TL;DR
In this series, I try to explain the basics of serverless on AWS, to enable you to build your own serverless applications. With last article, we discovered how to create a REST API protected by authentication, using Cognito. In this article, let's dive into Step Functions, a service that allows you to orchestrate your serverless applications by building state machines interacting with other AWS services.
⬇️ I post serverless content very regularly, if you want more ⬇️
Quick announcement: I also work on a library called 🛡 sls-mentor 🛡. It is a compilation of 30 serverless best-practices, that are automatically checked on your AWS serverless projects (no matter the framework). It is free and open source, feel free to check it out!
Introduction
When building a serverless application, you want to minimize the responsibilities of each component, especially Lambda functions. You want them to do one thing, and do it well.
To avoid building monolithic functions, that have tons of side effects and are hard to debug, a simple way to do it is to use AWS Step Functions. Instead of having a single Lambda handling data retrieval, processing, storage and side effects like messaging, you can split these responsibilities into multiple Lambdas, and use Step Functions to orchestrate them. You can even get rid of Lambda functions and directly integrate with other AWS services like DynamoDB, S3, SQS, SNS, etc: it's called Functionless programming.

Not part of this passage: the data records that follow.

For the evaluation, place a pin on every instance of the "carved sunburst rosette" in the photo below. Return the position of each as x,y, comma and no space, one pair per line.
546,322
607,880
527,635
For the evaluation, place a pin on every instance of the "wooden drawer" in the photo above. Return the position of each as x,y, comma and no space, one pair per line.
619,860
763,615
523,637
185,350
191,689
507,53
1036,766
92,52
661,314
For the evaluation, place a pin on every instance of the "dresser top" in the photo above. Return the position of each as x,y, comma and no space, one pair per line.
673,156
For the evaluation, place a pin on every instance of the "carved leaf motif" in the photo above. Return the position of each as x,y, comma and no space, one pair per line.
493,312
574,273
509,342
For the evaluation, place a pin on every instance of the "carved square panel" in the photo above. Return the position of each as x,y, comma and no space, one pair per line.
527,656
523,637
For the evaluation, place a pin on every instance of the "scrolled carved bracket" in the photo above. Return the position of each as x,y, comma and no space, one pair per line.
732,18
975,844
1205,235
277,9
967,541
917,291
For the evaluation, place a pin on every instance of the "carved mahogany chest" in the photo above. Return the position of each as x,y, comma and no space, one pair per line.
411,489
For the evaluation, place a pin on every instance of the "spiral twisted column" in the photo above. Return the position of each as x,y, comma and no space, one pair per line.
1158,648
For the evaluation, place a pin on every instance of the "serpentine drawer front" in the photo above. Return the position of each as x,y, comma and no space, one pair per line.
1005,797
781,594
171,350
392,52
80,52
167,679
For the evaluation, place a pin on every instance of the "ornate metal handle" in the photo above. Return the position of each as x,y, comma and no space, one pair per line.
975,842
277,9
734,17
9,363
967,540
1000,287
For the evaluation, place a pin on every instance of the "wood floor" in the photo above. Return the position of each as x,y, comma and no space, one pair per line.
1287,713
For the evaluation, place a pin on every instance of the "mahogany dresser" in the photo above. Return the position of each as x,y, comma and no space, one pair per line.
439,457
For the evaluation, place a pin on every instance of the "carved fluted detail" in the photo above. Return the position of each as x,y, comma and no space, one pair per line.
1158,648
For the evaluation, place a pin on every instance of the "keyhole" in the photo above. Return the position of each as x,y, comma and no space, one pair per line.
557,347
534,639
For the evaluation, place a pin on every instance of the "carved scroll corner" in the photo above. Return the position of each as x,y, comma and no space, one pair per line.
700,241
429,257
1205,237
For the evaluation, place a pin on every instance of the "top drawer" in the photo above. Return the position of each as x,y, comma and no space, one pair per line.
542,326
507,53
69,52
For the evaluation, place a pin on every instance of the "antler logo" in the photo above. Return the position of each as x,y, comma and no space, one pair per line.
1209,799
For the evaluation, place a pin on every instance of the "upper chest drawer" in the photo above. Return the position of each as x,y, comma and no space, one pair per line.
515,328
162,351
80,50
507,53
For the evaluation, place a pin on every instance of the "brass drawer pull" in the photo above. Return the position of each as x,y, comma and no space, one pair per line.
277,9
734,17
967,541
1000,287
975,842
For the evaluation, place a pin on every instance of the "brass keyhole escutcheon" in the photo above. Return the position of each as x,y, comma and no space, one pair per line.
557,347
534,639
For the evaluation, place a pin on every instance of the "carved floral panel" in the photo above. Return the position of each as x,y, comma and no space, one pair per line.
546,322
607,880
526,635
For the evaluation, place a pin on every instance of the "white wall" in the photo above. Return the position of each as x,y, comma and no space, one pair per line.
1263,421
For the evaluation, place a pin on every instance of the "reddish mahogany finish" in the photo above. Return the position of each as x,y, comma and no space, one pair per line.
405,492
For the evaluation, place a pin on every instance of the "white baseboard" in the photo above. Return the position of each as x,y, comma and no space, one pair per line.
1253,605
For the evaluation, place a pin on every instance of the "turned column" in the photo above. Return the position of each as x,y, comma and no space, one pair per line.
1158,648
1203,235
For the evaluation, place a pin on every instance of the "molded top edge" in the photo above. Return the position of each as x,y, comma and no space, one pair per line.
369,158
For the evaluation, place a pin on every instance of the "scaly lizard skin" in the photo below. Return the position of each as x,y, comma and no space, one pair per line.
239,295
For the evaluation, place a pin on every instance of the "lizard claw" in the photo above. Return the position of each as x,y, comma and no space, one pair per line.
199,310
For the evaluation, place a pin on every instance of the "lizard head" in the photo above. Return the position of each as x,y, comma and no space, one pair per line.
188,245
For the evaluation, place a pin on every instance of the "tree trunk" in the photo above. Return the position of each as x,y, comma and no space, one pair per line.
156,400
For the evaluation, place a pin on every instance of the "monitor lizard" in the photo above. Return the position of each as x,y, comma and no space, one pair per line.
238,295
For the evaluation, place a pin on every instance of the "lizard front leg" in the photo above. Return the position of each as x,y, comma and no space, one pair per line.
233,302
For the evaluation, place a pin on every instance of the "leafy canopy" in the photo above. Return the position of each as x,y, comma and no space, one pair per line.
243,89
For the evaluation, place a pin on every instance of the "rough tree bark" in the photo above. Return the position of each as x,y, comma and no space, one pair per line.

Today, we are going to build together a simple shopping application. We will create a database composed of products, each product will have a stock. We will then create a state machine allowing to create an order based on a shopping cart. First, it will check that every product is in stock, then it will create the order and update the stock of each product at the same time. This orchestration will be done using Step Functions, and will allow to avoid creating an order if one the products is not in stock.
We can describe the architecture of our application like this:
The DB will store products and orders, and a /create-store-item
will allow to create a new product.
The state machine will be triggered by an API Gateway with the /create-order
route. First, thanks to a Map
state, it will check that every product is in stock.
Then, in case of success, it will in parallel:
- create an order
- update the stock of each product thanks to another
Map
state.
A map state allows the state machine to iterate over an array of items, and execute a task for each item. If one of the tasks fails, the whole state machine fails. If all the tasks succeed, the state machine will continue to the next state.
Creating a database, an API and all necessary Lambda functions
Let's start by creating the building blocks of our application. We will create a DynamoDB table to store products and orders, an API Gateway to trigger our state machine, and all the Lambda functions that will be used by our state machine.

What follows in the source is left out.